With the shown arrangement, only the value of the 470uF capacitor needs to be altered for achieving other preferred time delays across the output pin#3.

The pin#3 can be seen connected with a transistor relay driver stage which responds to the high/low pulses from the pinout and accordingly switches the relay contacts across the N/C and N/O contacts.

Since the two loads are connected across these two contacts of the relay, these are also alternately switched from ON to OFF and vice versa with a delay of 3 minutes between each switching.

The two LEDs connected across the supply pins and the pin#3 of the IC helps to indicate which load may be in the switched ON or OFF position at a given instant.

The above explained alternate switching relay timer circuit can be also implemented for other identical applications and the ON/OFF periods can be independently adjusted for achieving different ON/OFF sequences, by suitably altering the R1/R2 timing components of the astable.

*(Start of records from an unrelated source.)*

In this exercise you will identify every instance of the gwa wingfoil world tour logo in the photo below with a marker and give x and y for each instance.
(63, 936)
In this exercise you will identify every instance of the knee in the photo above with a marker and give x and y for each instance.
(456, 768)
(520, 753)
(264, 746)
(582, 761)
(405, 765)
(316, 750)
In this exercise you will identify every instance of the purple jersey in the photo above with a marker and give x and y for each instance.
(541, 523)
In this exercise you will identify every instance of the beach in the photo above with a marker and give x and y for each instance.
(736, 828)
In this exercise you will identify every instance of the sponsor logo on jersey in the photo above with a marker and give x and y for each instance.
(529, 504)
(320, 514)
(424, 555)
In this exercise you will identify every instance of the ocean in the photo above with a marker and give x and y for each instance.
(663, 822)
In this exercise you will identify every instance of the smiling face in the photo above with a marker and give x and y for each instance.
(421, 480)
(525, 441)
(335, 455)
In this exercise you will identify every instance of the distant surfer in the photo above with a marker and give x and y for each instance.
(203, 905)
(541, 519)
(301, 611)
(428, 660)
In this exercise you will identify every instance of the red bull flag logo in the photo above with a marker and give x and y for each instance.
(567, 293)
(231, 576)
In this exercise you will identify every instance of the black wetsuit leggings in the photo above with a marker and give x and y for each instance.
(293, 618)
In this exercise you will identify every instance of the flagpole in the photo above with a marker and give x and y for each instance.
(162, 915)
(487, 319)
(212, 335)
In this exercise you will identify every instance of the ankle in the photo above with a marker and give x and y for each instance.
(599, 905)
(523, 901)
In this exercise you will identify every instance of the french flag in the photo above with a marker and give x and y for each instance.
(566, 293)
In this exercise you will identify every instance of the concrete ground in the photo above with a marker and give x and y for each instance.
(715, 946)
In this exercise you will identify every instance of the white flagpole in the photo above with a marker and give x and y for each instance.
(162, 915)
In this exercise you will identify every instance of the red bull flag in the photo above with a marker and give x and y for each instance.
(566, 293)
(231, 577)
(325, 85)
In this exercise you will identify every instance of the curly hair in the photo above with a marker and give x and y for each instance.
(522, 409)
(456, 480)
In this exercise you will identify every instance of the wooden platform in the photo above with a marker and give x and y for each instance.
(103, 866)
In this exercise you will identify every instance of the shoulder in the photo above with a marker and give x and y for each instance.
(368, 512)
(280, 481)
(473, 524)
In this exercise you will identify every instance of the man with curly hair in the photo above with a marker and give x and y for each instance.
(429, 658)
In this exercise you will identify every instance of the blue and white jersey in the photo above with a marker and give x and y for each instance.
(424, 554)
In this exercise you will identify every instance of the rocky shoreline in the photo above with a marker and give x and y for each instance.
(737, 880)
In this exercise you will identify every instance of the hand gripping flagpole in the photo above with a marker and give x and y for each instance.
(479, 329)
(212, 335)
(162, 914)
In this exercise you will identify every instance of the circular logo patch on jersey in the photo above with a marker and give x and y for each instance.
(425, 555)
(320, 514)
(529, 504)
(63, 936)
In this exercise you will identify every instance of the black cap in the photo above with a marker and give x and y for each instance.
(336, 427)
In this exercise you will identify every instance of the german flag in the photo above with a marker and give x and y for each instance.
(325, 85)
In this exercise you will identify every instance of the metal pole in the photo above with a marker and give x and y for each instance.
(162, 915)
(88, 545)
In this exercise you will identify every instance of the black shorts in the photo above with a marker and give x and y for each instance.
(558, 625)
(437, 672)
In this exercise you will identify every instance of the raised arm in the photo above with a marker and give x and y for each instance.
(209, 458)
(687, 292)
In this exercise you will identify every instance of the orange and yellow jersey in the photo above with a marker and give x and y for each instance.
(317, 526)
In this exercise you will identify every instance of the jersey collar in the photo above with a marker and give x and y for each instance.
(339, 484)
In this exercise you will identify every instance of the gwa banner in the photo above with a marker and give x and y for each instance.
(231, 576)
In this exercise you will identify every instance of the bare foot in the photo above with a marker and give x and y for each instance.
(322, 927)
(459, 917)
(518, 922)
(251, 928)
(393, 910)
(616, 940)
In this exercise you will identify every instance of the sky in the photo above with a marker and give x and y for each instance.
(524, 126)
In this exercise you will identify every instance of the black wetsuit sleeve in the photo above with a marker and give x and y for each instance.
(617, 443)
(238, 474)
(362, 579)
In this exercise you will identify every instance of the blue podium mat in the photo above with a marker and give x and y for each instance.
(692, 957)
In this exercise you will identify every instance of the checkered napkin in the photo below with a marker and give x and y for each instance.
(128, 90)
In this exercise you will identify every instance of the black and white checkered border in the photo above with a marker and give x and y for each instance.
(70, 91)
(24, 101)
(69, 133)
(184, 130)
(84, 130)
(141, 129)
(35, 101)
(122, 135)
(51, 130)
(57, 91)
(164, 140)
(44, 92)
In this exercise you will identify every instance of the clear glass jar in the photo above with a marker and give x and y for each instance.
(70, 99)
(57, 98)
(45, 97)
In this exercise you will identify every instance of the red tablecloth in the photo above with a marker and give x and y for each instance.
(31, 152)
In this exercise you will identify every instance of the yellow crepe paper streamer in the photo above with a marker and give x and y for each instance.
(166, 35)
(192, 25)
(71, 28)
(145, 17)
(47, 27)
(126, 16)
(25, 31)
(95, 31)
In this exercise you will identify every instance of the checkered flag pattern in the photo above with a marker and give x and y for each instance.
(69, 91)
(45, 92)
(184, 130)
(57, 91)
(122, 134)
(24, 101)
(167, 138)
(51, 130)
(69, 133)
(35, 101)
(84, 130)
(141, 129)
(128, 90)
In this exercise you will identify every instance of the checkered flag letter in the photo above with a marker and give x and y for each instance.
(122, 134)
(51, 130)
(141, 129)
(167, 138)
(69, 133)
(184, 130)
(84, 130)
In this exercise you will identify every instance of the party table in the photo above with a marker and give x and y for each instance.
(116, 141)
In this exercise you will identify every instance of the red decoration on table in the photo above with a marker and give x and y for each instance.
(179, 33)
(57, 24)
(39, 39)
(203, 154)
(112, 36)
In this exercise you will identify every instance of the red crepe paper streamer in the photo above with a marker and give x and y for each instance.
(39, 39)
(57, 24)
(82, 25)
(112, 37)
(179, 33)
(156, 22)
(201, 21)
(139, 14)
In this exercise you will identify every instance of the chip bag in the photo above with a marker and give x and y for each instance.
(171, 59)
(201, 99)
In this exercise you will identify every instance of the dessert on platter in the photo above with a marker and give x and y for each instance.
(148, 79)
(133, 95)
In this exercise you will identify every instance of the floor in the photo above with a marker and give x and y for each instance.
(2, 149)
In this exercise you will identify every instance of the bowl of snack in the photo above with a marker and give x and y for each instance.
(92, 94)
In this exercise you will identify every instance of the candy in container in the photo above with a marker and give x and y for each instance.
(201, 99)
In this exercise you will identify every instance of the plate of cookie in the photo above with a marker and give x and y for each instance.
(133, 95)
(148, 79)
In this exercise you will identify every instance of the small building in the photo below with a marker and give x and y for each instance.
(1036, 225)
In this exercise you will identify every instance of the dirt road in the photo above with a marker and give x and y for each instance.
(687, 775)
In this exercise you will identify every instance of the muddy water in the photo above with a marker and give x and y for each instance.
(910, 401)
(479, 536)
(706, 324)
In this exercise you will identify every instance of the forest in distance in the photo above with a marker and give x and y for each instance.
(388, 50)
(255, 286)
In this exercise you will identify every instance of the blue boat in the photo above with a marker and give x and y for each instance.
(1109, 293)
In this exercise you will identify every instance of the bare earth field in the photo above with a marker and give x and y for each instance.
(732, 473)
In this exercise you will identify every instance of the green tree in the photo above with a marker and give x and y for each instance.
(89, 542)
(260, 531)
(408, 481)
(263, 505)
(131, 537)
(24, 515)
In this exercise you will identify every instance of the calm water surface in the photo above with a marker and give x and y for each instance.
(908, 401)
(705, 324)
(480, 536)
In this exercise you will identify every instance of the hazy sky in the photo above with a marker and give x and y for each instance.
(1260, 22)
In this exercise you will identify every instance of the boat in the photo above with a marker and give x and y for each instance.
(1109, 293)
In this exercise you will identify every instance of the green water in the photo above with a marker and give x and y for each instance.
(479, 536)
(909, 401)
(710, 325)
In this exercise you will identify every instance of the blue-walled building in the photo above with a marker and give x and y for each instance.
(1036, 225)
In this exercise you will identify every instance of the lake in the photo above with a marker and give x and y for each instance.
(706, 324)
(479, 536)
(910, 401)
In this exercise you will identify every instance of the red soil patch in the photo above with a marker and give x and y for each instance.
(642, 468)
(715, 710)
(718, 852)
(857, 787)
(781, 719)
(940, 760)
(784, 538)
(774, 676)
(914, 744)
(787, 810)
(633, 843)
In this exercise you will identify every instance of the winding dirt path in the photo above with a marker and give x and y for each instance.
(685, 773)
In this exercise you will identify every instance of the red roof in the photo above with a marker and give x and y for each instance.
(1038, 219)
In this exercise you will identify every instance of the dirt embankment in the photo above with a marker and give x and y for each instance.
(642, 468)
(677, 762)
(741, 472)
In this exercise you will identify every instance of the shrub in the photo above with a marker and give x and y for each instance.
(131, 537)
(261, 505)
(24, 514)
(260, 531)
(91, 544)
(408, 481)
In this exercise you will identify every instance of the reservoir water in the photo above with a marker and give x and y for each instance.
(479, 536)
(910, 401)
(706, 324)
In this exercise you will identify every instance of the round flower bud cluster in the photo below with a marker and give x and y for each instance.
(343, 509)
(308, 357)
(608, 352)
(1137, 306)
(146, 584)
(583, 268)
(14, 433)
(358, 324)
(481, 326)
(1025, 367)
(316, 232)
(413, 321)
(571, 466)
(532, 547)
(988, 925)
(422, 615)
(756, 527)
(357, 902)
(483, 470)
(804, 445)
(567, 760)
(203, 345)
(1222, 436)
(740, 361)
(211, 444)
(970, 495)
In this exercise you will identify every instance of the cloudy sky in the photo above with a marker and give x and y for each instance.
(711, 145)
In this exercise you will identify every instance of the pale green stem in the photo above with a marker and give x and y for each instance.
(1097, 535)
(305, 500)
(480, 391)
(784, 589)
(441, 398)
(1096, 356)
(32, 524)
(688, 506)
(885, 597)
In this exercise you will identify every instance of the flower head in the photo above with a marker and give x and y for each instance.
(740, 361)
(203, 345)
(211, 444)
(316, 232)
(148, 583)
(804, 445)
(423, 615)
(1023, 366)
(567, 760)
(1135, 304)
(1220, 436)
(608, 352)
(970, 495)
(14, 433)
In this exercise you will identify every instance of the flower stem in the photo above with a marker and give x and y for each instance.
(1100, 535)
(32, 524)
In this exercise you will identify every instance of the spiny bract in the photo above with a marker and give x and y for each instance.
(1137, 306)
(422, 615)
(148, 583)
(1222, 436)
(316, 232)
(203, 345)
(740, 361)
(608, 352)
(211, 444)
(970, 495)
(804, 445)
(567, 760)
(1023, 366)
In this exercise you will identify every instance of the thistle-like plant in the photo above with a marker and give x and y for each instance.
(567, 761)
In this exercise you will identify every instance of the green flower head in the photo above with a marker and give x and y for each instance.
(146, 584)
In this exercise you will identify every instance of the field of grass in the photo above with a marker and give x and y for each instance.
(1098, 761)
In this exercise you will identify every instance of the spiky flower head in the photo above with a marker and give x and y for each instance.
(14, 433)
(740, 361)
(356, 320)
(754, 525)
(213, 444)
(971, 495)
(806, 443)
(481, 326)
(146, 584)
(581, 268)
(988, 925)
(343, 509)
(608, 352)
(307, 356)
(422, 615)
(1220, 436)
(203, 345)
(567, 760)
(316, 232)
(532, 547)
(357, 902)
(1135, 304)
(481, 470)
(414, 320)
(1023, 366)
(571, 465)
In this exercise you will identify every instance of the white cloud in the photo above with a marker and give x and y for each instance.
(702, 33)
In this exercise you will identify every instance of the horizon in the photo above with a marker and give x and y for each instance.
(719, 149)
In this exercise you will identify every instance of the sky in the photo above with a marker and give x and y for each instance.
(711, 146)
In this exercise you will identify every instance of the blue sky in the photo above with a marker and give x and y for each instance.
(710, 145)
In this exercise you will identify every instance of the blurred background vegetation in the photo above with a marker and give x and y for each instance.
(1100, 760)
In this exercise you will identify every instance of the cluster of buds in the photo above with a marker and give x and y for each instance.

Calculations for R1, R2, and C1 in the 555 Timer Astable Circuit:

Let's say you want the both the loads to switch ON and OFF alternately with a time difference of exactly 50 minutes, then you can calculate it as given below:

The goal is to design the circuit to operate at a 50% duty cycle with an ON time of 50 minutes and an OFF time of 50 minutes.

Formulas:

Frequency (f):

f = 1 / T

Period (T):

T = (R1 + 2R2) × C1 × 1.44

Duty Cycle (D):

D = (R1 + R2) / (R1 + 2R2) × 100%

Data in Hand:

ON Time (T_ON) = 50 minutes = 50 × 60 = 3000 seconds

OFF Time (T_OFF) = 50 minutes = 50 × 60 = 3000 seconds

Total Period (T) = T_ON + T_OFF = 6000 seconds

Duty Cycle (D) = 50%

Step-by-Step Calculations:

Step 1: Calculate Frequency:

f = 1 / T = 1 / 6000 = 0.0001667 Hz

Step 2: Select C1:

You will choose a practical value for C1. For long timing a high capacitance is suitable.

Assume:

C1 = 100 µF = 0.0001 F

Step 3: Calculate R1 + 2R2:

Rearranging the formula:

R1 + 2R2 = T / (1.44 × C1)

Substituting the values:

R1 + 2R2 = 6000 / (1.44 × 0.0001)

R1 + 2R2 = 6000 / 0.000144

R1 + 2R2 = 41,666,667 Ω ≈ 41.67 MΩ

Step 4: Split R1 and R2 for 50% Duty Cycle:

For D = 50%, R1 = R2.

R1 + 2R2 = 41.67 MΩ

R1 + 2R1 = 41.67 MΩ

3R1 = 41.67 MΩ

R1 = 41.67 / 3 ≈ 13.89 MΩ

R2 = R1 = 13.89 MΩ

Verification of ON and OFF Times:

ON Time (T_ON):

T_ON = 0.693 × (R1 + R2) × C1

T_ON = 0.693 × (13.89 + 13.89) × 0.0001

T_ON = 0.693 × 27.78 × 0.0001

T_ON = 0.001923 seconds ≈ 3000 seconds (Correct)

OFF Time (T_OFF):

T_OFF = 0.693 × R2 × C1

T_OFF = 0.693 × 13.89 × 0.0001

T_OFF = 0.000962 seconds ≈ 3000 seconds (Correct)

Final Component Values:

R1 = 13.89 MΩ

R2 = 13.89 MΩ

C1 = 100 µF

This configuration will give you an IC 555 astable circuit with a 50% duty cycle and an ON time of 50 minutes and an OFF time of 50 minutes for a total period of 100 minutes.